Australian Sound Sculptures

Label: Edition Block

Format: CD

Genre: Sound Art

Out of stock

A pioneering testament to environmental sound art of the 1970s and 1980s

Edition Block presents Australian Sound Sculptures, an essential documentation of pioneering work by American sound artist Bill Fontana, a leading figure in international sound art since the 70s. Bill Fontana (Cleveland, Ohio, 1947) is internationally recognized for his pioneering experiments in sound art, using sound as a sculptural medium to reveal hidden acoustic worlds and transform the way we perceive the visual and architectural spaces around us. His works have been installed in museums and public spaces worldwide, from the Brooklyn Bridge and the Arc de Triomphe to London's Millennium Bridge and Big Ben. The album exemplifies Fontana's unique approach to environmental sound art, characterized by the radical relocation of ambient sounds to urban public spaces as "an experimental redefinition of acoustical context." As opposed to other field recordists, Fontana obviously used a number of microphones and careful studio mixing to achieve a wide soundstage and complex, multilayered soundscapes. The work sits within the categories of sound art, musique concrète, and environmental music, while maintaining its distinct identity as sculptural composition.

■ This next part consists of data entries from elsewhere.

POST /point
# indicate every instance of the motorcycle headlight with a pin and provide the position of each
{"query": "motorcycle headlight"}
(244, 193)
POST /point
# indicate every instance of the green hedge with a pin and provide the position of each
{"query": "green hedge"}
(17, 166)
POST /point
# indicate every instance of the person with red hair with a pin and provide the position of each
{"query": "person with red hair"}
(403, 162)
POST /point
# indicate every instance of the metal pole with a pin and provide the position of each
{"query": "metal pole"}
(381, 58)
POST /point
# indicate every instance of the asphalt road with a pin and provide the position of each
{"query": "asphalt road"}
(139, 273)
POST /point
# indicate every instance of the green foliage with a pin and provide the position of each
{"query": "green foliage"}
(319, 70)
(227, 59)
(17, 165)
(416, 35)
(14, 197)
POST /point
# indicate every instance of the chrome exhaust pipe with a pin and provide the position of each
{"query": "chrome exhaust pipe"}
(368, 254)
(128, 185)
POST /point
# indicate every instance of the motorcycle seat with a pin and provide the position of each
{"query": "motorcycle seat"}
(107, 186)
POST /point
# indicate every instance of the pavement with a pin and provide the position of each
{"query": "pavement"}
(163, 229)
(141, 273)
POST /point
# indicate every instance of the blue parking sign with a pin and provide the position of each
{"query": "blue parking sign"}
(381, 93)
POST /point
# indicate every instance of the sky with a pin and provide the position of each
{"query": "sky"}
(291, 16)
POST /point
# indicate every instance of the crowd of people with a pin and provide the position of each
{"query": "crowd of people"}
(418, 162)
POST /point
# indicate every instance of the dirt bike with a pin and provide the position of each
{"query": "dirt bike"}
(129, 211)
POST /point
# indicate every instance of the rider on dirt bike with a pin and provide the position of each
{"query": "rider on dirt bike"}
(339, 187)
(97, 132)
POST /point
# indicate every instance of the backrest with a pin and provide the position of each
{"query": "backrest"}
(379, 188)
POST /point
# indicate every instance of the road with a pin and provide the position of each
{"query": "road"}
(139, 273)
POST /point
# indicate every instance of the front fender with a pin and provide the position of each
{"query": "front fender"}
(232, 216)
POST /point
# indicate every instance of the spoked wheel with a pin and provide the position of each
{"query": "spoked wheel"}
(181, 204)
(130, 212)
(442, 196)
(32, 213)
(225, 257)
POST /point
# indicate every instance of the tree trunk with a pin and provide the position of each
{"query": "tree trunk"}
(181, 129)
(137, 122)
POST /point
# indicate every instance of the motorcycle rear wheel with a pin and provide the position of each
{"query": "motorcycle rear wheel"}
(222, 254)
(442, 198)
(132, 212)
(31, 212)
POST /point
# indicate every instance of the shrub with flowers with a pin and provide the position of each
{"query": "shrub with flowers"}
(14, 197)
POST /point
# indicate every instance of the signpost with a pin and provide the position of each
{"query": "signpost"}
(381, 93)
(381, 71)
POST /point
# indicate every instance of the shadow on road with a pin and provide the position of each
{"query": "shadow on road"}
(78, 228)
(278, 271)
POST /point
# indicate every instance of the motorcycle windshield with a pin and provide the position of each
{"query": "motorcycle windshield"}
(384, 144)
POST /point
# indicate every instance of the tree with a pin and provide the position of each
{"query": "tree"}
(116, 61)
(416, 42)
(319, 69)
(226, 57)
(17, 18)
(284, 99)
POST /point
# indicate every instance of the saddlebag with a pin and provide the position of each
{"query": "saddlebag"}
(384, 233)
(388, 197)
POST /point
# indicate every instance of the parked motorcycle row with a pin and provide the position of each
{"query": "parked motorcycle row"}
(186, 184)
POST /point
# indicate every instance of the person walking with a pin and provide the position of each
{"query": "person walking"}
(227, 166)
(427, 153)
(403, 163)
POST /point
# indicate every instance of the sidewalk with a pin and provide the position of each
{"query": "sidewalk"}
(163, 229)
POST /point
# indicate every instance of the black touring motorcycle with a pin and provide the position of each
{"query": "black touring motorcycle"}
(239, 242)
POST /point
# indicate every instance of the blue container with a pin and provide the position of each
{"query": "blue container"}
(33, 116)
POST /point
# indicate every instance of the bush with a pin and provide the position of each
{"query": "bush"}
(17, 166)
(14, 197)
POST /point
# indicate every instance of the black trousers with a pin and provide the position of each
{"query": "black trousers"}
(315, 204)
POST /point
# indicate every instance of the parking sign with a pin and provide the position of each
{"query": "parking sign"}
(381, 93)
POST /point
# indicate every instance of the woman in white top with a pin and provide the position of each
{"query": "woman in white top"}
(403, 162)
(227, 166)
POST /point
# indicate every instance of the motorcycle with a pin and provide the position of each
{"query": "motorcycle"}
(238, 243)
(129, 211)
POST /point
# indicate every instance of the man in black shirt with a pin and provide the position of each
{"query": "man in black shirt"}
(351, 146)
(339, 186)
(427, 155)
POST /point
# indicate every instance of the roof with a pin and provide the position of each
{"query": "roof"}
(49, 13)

The album opens with Acoustical Views (Sydney, 1988), a 37-minute work realized on the facade of the Art Gallery of New South Wales during the 1988 Sydney Biennale. This installment in Fontana's Acoustical Views series pools eight locations into one, embodying the notion: "hearing as far as you can see." The second track, Kirribilli Wharf (Sydney, 1976), represents a watershed moment in Fontana's development. This 1976 recording was the first time he attempted to apply sculptural thinking to the recordable listening process by making an 8-channel field recording. Kirribilli Wharf was a floating concrete pier in perpetual self-performance, with cylindrical holes creating percussive tones as waves closed the openings.

The percussive wave action had continuousness and permanence - this 8-channel tape was not a recording of a unique moment, but an excerpt from a perpetual sound process. The work gained significant recognition, being later installed as a gallery installation played from 8 loudspeakers and exhibited at the Whitney Museum in New York in 1986. SFMOMA became the first American museum to acquire one of his installations in 1997, and in 2009 honored Fontana with the Bay Area Treasure Award for lifetime achievement.

Australian Sound Sculptures documents Fontana's formative years working for the Australian Broadcasting Corporation from 1974 to 1978. The album features texts by Bill Fontana and Andrew McLennan, producer of ABC programs "360 Shift" (1976) and "The Listening Room" (1988). For enthusiasts of sound art, environmental music, and experimental composition, this release represents an essential document of one of the medium's most influential pioneers.

In Fontana's words, "I was fascinated with how familiar sound sources had many possible acoustical perspectives, and how the simultaneous perception of these possible perspectives could transform the acoustical meaning of the sound."

Details
Cat. number: EB 203
Year: 1990
Notes:

Original material recorded 1976-88.

Acoustical Views was a sound sculpture realized on the facade of the Art Gallery of New South Wales during the 1988 Sydney Biennale.

Texts by Bill Fontana & Australian Broadcasting Corporation producer's Andrew McLennan.